The Times has also celebrated defunding the police and leniency toward felons by Soros-backed prosecutors. A November 12, 2023, article praised Norway’s Halden Prison, where inmates “choose their own clothing,” “buy fresh produce from their well-stocked grocery store,” “play in bands,” and “walk in the woods.”

The prison, which also provides a compass that “shows the direction of Mecca,” was being studied by California officials who wanted to copy it. No mention that, as a consequence of this policy, foreign felons in Norway are treated far better than many law-abiding Norwegian natives, including homeless veterans. But then, Gavin Newsom’s policies have already made California more hospitable to criminal illegal aliens than to its own highly taxed citizens.

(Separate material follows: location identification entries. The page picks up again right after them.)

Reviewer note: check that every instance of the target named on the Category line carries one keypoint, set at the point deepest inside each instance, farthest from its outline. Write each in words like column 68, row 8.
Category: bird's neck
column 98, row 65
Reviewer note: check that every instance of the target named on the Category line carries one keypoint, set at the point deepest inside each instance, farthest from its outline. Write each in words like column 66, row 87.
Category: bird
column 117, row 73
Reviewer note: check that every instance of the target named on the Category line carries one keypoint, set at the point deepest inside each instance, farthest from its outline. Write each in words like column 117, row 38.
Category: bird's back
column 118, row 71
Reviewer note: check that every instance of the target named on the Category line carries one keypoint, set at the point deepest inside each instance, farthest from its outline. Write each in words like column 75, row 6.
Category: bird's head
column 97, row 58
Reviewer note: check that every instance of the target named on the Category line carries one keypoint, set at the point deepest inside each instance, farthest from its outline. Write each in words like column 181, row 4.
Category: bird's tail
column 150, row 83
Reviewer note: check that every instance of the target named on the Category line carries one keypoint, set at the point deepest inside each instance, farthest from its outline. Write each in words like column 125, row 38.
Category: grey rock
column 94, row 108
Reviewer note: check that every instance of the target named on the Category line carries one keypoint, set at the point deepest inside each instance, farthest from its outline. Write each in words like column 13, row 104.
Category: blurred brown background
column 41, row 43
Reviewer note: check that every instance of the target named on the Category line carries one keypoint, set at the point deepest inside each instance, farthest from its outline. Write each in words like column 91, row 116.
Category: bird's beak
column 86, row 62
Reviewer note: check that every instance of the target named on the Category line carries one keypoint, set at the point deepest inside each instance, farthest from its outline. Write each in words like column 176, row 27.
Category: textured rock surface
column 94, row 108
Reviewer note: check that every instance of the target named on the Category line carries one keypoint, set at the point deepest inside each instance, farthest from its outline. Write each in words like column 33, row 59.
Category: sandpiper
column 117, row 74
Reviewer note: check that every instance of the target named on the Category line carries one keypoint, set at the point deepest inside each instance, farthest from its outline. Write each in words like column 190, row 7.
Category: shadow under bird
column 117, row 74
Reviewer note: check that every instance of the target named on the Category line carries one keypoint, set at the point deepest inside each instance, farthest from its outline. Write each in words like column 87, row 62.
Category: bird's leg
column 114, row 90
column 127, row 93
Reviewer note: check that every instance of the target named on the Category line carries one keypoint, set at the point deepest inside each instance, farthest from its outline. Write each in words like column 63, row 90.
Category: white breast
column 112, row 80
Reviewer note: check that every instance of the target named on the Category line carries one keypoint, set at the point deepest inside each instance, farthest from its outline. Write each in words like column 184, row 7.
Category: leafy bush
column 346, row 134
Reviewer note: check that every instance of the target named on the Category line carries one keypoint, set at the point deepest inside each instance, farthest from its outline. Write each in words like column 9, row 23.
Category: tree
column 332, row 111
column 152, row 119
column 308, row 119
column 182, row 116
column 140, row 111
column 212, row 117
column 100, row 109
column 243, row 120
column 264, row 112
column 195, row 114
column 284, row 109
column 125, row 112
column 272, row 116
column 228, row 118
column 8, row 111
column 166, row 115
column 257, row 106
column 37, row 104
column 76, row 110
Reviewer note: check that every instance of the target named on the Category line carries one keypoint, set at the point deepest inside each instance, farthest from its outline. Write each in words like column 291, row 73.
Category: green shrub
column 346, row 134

Times writers are also enamored of academic identity studies, which have turned universities into settings for vapid navel-gazing and the transformation of individuals into members of identity groups that are identified as either oppressing or oppressed.

On November 27, 2023, the Times ran a piece by Sonja Sharp celebrating UCLA’s “new disability studies major — the first of its kind at any public university in the state.” Disability studies, it should be noted, is a discipline that rejects the so-called “medical model” of disability in favor of the notion of disabled people as one more group of oppressed people; the group-identity mentality is so powerful that diversity-studies “scholars” condemn parents and doctors for making use of wonderful new technologies and surgical procedures that free disabled children from their disabilities.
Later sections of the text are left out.